The Ruya Foundation, or Ruya Foundation for Contemporary Culture in Iraq, is an Iraqi registered not-for-profit, non-governmental organization. Founded in 2012, Ruya Foundation's board is made up of  Tamara Chalabi (chair), Reem Shather-Kubba, and Shwan Ibrahim Taha.

Exhibitions 
Ruya Foundation's exhibition programme comprises work by Iraqi artists in a variety of media: sculpture, painting, installation, video and photography.
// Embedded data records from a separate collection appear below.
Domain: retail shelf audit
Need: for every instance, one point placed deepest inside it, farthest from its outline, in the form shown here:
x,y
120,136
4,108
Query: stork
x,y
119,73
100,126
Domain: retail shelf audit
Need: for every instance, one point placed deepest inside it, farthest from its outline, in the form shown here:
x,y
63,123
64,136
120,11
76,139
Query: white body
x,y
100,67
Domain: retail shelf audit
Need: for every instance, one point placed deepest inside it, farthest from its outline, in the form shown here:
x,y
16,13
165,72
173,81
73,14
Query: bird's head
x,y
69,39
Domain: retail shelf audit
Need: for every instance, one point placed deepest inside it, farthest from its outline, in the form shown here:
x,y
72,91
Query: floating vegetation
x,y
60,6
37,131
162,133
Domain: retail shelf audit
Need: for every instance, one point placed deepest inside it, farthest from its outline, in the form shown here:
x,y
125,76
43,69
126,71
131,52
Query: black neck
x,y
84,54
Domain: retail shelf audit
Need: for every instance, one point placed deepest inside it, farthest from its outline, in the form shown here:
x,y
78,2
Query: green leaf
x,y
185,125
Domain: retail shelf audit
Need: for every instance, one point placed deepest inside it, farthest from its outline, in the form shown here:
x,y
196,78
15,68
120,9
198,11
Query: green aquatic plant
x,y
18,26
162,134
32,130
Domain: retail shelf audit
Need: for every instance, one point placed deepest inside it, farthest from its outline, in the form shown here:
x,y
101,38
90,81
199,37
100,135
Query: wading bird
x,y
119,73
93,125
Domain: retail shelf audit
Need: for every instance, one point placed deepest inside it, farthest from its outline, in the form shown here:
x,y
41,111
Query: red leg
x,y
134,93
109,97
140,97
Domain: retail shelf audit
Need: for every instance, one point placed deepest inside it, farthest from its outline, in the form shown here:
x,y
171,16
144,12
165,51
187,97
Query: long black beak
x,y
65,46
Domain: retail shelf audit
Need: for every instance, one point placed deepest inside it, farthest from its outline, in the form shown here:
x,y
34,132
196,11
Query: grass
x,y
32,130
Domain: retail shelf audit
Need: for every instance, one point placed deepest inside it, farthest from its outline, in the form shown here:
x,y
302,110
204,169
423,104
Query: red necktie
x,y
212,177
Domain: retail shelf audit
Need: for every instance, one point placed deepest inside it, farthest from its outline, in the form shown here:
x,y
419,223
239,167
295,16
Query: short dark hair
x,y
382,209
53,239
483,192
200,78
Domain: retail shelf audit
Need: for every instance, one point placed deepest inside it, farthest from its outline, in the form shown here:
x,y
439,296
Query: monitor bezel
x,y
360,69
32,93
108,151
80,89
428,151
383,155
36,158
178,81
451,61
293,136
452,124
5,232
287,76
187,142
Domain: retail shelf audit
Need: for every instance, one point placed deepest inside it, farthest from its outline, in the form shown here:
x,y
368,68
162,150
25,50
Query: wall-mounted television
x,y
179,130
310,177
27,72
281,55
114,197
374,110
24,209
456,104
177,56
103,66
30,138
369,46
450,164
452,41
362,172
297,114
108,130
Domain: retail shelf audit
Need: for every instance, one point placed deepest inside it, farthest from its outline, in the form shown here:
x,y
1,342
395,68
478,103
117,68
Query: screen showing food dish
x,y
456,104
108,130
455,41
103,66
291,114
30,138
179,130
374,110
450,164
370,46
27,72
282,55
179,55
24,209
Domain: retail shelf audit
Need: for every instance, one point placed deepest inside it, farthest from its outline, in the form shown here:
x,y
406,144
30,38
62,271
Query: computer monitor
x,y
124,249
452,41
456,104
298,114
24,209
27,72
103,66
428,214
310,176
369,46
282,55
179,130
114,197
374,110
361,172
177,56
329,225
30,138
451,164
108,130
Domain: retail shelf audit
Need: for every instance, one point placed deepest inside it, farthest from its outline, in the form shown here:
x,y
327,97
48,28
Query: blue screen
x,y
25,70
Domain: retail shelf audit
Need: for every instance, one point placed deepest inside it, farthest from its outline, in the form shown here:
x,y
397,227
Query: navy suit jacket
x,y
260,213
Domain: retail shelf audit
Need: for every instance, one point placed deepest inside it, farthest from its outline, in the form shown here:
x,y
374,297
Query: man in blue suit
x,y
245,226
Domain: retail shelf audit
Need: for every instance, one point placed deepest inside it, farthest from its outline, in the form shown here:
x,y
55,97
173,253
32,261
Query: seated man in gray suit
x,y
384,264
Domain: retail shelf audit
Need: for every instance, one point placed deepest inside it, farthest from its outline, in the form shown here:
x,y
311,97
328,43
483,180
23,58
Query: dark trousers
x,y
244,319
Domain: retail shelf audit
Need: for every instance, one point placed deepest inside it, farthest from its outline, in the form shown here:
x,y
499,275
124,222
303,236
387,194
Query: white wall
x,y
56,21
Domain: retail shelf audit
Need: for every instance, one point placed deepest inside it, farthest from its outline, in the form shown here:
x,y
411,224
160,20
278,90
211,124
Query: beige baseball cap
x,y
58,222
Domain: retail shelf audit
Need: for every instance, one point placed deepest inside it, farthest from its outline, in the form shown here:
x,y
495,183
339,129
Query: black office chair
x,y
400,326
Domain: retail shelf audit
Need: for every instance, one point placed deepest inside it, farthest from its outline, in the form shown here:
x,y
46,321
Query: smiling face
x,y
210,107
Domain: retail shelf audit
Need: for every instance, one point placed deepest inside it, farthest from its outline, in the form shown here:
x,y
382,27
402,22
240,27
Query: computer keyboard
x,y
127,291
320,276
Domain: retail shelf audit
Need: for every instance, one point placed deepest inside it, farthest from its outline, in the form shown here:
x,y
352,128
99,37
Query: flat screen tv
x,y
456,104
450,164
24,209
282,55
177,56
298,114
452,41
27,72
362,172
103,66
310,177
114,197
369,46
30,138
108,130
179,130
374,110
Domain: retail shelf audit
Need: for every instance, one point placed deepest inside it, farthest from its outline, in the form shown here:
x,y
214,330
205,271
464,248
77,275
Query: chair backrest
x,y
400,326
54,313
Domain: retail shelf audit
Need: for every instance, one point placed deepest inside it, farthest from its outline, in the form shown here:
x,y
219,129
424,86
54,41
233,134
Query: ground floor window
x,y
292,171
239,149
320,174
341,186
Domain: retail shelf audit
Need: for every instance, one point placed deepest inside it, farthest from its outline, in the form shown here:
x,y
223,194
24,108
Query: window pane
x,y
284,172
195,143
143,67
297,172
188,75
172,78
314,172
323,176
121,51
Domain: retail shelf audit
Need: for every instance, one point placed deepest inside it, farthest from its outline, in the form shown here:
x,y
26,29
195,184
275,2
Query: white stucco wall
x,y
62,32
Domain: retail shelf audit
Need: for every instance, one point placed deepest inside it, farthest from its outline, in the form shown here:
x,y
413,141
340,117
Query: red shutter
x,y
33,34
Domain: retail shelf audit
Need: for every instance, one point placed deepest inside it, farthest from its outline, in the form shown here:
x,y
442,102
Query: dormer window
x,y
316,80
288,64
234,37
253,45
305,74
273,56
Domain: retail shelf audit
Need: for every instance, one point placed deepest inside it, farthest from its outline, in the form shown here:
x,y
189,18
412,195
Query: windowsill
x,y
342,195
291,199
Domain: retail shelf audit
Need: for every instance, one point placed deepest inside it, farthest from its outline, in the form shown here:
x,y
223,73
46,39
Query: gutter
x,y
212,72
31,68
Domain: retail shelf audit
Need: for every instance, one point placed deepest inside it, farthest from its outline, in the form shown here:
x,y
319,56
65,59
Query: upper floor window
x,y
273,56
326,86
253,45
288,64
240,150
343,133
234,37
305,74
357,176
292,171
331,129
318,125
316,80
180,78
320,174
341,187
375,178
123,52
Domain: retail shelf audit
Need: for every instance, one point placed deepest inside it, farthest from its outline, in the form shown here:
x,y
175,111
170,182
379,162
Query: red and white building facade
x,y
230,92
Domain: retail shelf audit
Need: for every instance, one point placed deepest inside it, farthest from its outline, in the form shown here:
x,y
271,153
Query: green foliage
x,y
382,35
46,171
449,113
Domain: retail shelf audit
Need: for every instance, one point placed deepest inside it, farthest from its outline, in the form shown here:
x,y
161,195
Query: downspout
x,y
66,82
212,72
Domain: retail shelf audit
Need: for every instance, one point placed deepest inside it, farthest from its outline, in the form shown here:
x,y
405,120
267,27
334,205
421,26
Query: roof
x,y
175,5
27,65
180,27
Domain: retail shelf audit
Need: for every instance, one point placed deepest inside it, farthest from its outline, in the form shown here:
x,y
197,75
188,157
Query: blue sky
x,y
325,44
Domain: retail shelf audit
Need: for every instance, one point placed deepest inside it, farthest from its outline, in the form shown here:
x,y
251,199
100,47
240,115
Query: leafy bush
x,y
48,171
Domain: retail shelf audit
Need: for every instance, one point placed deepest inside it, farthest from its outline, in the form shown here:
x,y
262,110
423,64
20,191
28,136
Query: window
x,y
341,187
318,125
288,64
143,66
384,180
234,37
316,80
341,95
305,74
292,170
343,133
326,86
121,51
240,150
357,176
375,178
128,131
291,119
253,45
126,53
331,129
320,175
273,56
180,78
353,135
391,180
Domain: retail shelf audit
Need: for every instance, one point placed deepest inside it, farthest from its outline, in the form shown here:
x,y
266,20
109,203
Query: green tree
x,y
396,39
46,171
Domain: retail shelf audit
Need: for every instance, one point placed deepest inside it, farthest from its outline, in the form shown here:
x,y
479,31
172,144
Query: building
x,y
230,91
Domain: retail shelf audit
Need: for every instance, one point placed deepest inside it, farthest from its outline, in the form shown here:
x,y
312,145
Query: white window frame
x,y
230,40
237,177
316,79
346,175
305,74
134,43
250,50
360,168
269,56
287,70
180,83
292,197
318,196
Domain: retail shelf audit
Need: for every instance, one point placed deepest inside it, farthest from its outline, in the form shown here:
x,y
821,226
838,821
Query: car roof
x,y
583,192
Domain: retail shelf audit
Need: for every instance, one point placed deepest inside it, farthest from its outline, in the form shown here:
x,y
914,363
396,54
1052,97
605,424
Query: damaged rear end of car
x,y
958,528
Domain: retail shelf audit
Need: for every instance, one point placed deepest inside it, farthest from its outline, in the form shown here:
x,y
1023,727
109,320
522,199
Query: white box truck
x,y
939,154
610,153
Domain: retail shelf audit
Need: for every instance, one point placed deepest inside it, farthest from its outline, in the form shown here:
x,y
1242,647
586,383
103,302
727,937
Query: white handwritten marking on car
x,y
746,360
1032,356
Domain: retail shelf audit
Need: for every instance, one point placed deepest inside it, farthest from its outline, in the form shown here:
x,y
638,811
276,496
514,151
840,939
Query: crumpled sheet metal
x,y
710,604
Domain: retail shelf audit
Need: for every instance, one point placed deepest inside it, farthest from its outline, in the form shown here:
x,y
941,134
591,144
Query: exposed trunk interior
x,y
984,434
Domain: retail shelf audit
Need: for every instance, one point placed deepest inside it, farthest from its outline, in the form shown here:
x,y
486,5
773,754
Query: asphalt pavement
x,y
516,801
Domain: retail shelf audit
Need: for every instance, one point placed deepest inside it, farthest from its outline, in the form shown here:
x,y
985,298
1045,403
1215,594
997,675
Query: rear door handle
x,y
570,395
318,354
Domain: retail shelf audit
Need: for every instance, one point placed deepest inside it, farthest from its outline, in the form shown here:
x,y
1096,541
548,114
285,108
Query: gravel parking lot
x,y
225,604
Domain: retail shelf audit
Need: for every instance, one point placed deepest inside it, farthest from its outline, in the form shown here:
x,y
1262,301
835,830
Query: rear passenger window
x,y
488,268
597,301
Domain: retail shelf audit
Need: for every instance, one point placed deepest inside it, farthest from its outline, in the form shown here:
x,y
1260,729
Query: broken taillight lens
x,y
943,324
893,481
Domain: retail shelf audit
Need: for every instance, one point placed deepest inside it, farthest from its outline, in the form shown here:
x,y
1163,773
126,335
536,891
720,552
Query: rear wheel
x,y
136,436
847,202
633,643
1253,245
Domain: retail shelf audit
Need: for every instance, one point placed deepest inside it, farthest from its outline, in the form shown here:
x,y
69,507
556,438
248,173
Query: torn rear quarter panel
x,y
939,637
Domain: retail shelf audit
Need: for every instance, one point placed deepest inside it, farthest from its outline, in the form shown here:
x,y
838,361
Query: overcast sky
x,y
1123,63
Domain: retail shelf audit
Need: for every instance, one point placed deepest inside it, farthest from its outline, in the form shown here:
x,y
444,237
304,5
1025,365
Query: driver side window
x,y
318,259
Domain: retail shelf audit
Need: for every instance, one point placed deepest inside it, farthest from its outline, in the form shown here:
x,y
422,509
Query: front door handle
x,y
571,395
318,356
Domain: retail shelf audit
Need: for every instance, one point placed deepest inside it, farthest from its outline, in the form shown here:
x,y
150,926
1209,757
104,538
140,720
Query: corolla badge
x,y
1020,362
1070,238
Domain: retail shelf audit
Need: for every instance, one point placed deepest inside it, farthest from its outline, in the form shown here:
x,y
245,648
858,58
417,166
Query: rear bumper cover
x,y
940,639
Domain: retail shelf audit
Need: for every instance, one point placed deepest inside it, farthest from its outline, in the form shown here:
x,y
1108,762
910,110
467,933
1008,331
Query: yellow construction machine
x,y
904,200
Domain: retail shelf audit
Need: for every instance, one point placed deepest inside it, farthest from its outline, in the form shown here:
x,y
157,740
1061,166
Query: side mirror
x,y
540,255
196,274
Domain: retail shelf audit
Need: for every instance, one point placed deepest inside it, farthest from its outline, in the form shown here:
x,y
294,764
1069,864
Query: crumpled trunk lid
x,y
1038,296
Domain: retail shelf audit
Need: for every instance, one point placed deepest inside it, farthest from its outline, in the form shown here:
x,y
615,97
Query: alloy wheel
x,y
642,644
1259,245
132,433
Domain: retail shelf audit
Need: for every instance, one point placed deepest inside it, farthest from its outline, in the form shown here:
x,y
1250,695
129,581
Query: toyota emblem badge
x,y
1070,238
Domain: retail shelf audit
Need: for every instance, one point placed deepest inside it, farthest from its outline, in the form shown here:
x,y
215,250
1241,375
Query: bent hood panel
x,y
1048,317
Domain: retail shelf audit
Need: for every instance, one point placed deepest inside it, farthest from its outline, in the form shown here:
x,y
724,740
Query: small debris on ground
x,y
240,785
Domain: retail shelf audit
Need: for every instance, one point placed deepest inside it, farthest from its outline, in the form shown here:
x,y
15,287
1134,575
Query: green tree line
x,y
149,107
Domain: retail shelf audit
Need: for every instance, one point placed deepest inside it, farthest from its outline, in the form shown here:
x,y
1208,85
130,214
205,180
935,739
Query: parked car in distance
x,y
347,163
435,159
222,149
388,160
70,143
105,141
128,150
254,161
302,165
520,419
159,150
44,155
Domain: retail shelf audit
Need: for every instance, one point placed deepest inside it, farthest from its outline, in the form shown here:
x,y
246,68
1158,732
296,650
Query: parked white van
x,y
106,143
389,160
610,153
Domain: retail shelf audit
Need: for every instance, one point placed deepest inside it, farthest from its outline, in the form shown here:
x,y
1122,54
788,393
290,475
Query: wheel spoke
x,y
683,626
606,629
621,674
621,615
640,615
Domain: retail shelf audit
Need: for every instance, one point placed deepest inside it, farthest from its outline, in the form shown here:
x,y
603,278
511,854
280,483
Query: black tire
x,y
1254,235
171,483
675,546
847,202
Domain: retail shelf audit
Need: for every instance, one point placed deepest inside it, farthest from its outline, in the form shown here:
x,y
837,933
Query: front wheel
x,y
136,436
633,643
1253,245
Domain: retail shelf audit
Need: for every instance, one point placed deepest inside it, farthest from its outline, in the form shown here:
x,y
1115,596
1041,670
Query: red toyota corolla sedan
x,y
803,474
The organisation does not have a permanent collection, but a revolving exhibition programme onsite at its Ruya Shop location on Mutanabbi Street, Baghdad.

Projects 
Ruya Foundation maintains a database of Iraqi artists.

The Foundation has published Ruya Notebooks since 2017. A monograph on the work of Iraqi photographer Latif al-Ani which they co-published won the Historical Book Award at Les Rencontres d’Arles in 2017.

RUYA MAPS 
In 2018, Ruya Foundation launched a sister organisation, RUYA MAPS. The UK registered charity was established to address specific needs, identified by the Ruya Foundation whilst carrying out its unique work in Iraq, that were found to be applicable internationally. It is led by Tamara Chalabi and has a programme of exhibitions, commissions and publications.
RUYA MAPS hosted Venezuelan artist Pepe López's first solo in the UK, Crisálida, at Fitzrovia Chapel in 2017. They held an unofficial collateral exhibition at the 58th Venice Biennale, 'Heartbreak,' which featured artists from areas of conflict around the Mediterranean.